California has now had three consecutive months of job gains, and the State’s unemployment rate has been declining, albeit slowly.  That’s an improvement, but it’s not time to break out the bubbly.

For one thing, those job gains have been pretty darn small, and they haven’t been enough to drive down the unemployment rate.  Outmigration and a shrinking labor force are the reasons that California’s unemployment rate is declining.

We’ve also seen this picture before.  Almost a year ago, we commenced five months of increasing jobs, and stronger growth than we are currently seeing.  Then, the growth stopped.  We saw three out of five months with declining jobs.

This is what data looks like when an economy is bouncing along the bottom.  Long sustained periods of positive data, or negative data for that matter, just don’t happen.  We get some good data, sometimes very good.  Then some bad data comes along.  The key is not to let the good data get you too excited, nor do you want to let the bad data depress you too much.

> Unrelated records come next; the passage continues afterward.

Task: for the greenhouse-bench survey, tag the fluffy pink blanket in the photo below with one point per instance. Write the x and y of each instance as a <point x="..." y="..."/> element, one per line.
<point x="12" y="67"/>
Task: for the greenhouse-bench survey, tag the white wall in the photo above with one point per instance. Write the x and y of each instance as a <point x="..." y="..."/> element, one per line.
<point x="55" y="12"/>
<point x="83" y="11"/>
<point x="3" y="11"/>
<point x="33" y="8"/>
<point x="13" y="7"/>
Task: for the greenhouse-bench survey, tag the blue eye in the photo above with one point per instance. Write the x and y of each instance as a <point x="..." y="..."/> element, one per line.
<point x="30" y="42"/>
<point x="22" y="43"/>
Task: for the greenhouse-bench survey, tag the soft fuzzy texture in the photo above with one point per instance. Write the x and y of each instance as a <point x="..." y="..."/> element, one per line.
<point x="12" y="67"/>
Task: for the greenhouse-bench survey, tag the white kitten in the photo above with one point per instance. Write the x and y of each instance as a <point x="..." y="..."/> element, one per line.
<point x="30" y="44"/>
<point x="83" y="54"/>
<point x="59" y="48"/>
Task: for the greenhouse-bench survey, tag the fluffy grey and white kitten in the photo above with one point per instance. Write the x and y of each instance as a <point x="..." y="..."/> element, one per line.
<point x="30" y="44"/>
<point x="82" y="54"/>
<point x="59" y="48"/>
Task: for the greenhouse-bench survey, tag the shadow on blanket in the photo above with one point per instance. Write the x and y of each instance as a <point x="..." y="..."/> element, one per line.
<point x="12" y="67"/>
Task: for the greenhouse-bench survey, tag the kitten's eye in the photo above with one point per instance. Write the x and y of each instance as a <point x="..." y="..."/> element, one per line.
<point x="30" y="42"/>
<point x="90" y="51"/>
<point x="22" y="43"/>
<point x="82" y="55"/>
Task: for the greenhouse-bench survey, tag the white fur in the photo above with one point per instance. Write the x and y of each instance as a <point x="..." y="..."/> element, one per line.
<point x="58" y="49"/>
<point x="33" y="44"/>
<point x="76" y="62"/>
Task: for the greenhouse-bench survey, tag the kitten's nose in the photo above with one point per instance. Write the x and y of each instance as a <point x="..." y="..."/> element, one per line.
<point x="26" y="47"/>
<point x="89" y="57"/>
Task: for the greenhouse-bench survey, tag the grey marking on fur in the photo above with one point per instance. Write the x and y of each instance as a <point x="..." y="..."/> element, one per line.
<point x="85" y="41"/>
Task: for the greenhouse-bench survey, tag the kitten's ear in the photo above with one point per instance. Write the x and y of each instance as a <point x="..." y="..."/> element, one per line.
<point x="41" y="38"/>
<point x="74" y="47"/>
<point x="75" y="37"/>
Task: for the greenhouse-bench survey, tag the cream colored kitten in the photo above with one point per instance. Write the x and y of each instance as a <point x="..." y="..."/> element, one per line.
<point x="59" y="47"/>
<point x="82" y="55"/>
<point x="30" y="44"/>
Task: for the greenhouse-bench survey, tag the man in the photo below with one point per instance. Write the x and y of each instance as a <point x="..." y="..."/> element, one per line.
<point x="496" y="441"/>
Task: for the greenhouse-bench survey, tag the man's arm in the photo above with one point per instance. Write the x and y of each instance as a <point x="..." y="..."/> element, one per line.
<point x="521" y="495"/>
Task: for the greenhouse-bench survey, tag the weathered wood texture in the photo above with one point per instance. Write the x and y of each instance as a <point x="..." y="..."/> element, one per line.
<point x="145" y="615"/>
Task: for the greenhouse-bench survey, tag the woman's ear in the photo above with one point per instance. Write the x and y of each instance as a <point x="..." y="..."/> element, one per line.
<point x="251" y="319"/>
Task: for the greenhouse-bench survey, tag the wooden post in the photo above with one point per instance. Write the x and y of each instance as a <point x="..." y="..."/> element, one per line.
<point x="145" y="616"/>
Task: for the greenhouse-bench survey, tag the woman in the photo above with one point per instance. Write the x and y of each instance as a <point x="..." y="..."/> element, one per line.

Absent a new recession, caused by, say, the collapse of the Eurozone or an oil supply interruption, California is in for a long slow recovery.

This reality is reflected in demographic data.  Just last week, the Los Angeles Times had an article with the headline “Proportion of California’s transplant population reaches 100-year low.”  People go where the opportunity is, and unfortunately, it isn’t in California these days.